Mas as medidas estruturais são complexas e também exigem vontade política e trabalho de longo prazo. O que podemos fazer pessoalmente agora? Há muitos pequenos passos que podem melhorar – e às vezes até salvar – a vida de outra pessoa. Afinal, vítimas de violência doméstica não são mulheres abstratas que não têm nada a ver conosco. Eles podem ser nossos amigos, parentes, vizinhos e professores de nossos filhos. E as coisas mais assustadoras podem acontecer bem debaixo de nossos narizes.

Então nós podemos:

  • Durante a quarentena, não perca o contato com amigos e conhecidos – verifique regularmente como eles estão, mantenha contato.
  • Responda aos sinos no comportamento de mulheres familiares – a um súbito “sair do radar”, um comportamento alterado ou forma de comunicação.
  • Faça perguntas, mesmo as mais desconfortáveis, e ouça atentamente as respostas, não recue ou feche o tópico.
  • Ofereça toda a assistência possível — dinheiro, contatos de especialistas, residência temporária, coisas, serviços.
  • Sempre chame a polícia ou reaja de outra forma quando nos tornamos testemunhas involuntárias de violência (por exemplo, nos vizinhos).

E o mais importante, nunca julgue ou dê conselhos não solicitados. A mulher ferida é muitas vezes tão dura e envergonhada, e ela não tem forças para se defender de nós.

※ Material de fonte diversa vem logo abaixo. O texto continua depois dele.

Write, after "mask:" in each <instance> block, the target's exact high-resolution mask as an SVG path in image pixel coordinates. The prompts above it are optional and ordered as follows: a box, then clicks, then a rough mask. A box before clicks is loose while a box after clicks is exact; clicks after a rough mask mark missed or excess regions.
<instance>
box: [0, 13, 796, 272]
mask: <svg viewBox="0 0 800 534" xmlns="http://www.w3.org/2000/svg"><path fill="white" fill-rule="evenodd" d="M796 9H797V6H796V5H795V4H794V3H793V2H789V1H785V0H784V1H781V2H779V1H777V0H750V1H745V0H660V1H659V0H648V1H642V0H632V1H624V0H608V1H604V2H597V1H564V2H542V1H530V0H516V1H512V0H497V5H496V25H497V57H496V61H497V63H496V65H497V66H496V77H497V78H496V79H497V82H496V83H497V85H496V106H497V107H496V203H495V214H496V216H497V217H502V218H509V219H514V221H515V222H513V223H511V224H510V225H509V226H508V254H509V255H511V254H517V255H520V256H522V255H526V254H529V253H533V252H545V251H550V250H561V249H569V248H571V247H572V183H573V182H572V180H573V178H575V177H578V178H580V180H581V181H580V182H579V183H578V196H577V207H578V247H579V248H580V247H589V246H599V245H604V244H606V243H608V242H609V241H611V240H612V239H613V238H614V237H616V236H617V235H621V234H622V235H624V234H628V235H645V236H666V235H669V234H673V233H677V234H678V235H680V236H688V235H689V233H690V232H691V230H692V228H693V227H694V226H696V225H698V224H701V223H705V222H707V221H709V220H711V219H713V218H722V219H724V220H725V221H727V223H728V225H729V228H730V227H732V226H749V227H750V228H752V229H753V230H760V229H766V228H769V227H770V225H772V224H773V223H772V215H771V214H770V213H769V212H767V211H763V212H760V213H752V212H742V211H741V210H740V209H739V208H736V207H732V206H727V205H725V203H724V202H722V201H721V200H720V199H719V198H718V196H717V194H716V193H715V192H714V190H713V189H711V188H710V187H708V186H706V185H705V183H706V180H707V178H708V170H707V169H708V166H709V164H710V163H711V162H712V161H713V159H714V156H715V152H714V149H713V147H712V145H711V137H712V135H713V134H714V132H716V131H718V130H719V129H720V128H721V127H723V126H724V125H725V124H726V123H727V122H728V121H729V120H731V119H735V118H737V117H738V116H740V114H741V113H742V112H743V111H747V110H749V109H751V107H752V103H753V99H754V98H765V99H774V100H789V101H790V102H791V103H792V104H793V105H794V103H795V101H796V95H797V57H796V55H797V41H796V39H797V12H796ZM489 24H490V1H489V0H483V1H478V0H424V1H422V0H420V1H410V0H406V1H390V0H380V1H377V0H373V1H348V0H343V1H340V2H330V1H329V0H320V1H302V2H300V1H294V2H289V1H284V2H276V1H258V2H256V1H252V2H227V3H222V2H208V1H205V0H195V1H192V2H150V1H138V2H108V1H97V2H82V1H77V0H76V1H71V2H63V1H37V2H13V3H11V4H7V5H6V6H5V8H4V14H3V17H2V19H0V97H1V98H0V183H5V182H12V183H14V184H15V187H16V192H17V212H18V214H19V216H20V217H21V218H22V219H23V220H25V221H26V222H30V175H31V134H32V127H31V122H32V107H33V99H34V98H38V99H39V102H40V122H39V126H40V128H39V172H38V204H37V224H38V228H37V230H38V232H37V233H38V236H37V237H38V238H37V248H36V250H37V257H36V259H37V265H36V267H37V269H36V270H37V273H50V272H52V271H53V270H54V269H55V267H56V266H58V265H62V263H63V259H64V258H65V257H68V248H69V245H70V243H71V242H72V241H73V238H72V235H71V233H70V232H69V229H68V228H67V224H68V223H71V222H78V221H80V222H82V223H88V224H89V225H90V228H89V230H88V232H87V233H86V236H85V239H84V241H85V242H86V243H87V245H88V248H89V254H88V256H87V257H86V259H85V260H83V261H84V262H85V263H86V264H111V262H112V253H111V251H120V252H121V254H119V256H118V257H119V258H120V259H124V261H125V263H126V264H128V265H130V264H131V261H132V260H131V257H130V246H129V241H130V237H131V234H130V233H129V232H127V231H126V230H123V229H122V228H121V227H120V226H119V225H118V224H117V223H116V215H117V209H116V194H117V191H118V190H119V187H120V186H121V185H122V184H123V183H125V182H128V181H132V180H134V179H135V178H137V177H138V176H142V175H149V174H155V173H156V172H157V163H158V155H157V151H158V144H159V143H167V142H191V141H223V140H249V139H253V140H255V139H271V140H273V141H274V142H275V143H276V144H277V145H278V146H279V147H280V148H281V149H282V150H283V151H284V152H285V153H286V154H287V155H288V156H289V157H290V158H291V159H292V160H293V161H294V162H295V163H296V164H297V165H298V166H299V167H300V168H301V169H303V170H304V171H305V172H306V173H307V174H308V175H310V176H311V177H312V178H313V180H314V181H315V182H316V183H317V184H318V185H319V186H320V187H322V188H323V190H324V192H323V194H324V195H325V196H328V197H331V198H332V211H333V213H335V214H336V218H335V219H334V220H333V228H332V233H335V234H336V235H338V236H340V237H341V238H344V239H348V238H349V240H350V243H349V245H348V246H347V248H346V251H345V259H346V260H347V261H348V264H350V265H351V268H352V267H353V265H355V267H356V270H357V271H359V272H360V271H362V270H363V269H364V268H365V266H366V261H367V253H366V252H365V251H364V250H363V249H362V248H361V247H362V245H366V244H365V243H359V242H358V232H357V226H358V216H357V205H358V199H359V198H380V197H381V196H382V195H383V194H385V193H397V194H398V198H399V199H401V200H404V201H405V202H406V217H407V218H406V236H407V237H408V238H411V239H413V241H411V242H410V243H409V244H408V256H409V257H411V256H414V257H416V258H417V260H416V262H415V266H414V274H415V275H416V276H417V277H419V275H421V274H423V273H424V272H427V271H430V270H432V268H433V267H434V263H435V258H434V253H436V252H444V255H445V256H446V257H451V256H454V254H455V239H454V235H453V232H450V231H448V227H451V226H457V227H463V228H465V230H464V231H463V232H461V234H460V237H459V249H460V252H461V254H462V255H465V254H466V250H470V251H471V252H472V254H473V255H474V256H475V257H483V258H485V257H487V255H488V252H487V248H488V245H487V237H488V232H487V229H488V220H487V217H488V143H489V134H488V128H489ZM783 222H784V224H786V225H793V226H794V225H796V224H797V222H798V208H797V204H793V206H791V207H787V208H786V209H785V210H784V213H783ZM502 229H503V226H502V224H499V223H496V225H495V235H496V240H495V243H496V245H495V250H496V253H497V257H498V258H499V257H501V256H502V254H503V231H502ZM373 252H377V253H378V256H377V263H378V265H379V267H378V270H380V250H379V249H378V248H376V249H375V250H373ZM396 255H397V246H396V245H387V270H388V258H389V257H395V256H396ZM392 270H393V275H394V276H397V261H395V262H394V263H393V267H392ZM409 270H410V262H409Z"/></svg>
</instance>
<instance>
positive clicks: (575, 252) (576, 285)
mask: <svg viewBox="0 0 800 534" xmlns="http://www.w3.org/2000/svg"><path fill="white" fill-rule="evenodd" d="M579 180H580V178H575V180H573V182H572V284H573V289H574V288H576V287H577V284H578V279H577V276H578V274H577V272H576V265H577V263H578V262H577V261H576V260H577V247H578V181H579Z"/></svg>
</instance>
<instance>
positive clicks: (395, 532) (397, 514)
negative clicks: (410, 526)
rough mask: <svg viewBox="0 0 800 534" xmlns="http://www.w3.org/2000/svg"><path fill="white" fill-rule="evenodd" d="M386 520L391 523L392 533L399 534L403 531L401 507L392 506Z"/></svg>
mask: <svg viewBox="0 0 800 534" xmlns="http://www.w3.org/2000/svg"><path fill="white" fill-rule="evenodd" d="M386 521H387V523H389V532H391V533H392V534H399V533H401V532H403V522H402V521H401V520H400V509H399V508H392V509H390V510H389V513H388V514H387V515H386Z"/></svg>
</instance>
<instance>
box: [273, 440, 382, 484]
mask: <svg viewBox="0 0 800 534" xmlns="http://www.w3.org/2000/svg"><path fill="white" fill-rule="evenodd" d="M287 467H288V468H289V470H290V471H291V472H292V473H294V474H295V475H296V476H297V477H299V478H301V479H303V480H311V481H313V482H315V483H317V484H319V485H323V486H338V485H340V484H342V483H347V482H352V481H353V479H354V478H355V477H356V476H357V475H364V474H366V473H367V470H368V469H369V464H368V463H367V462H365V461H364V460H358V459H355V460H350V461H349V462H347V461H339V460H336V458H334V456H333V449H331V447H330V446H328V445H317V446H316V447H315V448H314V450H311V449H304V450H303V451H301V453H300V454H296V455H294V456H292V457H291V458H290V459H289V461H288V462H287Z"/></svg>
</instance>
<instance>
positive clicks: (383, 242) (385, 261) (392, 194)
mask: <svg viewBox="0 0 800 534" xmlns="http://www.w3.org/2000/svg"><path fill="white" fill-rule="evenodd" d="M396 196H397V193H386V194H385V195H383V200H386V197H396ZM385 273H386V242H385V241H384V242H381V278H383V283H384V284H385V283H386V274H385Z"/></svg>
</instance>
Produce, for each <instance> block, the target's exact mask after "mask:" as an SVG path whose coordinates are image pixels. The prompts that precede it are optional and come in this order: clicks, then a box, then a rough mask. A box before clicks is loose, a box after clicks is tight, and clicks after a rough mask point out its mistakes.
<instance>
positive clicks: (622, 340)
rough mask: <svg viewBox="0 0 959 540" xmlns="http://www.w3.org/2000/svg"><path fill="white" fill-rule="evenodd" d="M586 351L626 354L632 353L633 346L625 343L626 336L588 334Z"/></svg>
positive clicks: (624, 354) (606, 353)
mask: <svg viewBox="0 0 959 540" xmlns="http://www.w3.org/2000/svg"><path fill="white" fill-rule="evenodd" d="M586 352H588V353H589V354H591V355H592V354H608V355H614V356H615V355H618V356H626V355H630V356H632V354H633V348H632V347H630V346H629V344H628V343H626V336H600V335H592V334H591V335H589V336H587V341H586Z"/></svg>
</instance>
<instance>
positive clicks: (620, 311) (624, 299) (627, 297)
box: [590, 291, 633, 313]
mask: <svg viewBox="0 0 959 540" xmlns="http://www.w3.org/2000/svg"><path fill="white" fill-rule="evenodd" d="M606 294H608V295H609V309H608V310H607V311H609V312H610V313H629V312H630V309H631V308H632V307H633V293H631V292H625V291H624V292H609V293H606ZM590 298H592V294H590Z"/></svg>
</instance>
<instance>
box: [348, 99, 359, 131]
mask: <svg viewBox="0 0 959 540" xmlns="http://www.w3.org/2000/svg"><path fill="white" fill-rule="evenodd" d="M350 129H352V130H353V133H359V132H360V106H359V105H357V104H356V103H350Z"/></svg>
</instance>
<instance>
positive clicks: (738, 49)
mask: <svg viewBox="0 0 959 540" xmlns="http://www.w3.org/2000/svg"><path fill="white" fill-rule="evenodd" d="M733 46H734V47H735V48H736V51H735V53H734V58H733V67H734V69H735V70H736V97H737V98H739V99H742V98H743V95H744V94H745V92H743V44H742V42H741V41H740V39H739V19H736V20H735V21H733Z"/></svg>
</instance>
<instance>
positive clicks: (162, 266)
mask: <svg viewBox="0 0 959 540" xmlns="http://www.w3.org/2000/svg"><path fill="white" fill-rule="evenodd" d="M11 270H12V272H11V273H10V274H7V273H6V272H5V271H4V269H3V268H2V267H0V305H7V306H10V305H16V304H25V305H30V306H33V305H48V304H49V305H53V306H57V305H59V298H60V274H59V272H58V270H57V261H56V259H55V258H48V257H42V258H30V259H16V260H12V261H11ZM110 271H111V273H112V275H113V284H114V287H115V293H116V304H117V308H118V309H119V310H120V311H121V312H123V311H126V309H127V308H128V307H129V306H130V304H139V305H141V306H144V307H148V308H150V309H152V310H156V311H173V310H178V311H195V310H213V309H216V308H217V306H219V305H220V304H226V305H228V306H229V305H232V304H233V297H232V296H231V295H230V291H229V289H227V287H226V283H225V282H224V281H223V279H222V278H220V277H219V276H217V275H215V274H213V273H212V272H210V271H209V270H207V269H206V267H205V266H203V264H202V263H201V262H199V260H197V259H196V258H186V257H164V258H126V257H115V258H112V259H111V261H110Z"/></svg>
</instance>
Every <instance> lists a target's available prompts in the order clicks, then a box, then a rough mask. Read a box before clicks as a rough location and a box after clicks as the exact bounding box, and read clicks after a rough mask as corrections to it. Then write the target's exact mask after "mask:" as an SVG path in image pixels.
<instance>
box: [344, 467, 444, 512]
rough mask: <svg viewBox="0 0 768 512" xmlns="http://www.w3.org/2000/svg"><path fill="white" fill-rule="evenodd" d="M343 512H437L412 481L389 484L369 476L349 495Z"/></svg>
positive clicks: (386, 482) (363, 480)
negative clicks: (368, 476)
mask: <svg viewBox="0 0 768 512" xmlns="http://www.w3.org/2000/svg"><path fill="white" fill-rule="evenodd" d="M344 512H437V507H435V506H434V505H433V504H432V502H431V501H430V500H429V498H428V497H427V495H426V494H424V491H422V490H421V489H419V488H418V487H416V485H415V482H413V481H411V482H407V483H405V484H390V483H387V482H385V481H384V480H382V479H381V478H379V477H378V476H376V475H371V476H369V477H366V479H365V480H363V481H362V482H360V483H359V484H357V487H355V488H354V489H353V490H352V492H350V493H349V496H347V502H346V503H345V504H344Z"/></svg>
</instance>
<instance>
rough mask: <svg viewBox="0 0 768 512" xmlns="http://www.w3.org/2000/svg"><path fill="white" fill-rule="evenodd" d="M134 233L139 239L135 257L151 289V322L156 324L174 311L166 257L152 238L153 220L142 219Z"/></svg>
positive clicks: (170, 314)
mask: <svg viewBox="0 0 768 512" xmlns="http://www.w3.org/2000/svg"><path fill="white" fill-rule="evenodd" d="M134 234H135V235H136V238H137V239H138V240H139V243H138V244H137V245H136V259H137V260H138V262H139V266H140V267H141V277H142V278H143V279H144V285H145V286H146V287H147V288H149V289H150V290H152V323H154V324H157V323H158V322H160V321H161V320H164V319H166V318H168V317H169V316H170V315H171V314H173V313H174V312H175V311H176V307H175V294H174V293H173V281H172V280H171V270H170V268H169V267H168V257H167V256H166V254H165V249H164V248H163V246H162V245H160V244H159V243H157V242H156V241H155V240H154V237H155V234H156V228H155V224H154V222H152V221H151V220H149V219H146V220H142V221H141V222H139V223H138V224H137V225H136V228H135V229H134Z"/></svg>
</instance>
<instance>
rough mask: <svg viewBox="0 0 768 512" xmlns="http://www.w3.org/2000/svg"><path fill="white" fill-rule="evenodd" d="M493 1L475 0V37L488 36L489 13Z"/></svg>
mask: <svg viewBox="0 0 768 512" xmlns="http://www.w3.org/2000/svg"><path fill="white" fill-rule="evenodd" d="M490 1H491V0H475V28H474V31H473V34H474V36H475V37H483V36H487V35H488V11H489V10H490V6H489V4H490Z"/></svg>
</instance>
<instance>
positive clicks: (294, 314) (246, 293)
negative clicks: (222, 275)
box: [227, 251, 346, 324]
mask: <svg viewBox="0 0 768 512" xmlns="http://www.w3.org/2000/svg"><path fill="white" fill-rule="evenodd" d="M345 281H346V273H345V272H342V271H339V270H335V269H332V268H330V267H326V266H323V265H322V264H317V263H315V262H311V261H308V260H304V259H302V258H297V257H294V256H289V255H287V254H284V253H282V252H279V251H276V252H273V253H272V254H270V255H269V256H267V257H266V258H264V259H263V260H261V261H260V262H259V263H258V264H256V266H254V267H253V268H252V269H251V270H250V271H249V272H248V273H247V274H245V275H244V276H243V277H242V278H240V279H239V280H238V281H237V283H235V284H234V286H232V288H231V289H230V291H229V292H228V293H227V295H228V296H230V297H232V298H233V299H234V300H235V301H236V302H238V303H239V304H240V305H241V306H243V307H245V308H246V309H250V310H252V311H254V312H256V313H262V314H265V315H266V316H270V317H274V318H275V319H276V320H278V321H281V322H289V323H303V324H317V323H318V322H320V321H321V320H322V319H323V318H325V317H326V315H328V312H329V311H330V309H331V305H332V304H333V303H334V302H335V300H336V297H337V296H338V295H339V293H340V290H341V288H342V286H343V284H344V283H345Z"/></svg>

1 1 Expresso. A crise do corona pode desencadear a violência dos homens contra as mulheres, 29.03.2020.

2 Brisa. A crise do corona corre o risco de agravar a situação das crianças que estão tendo mais dificuldades. 22.03.2020.

3. Expressar. A crise do corona pode desencadear a violência dos homens contra as mulheres, 29.03.2020.

4 Aftonbladet. A crise da coroa está aumentando a violência contra mulheres e crianças. 22.03.2020.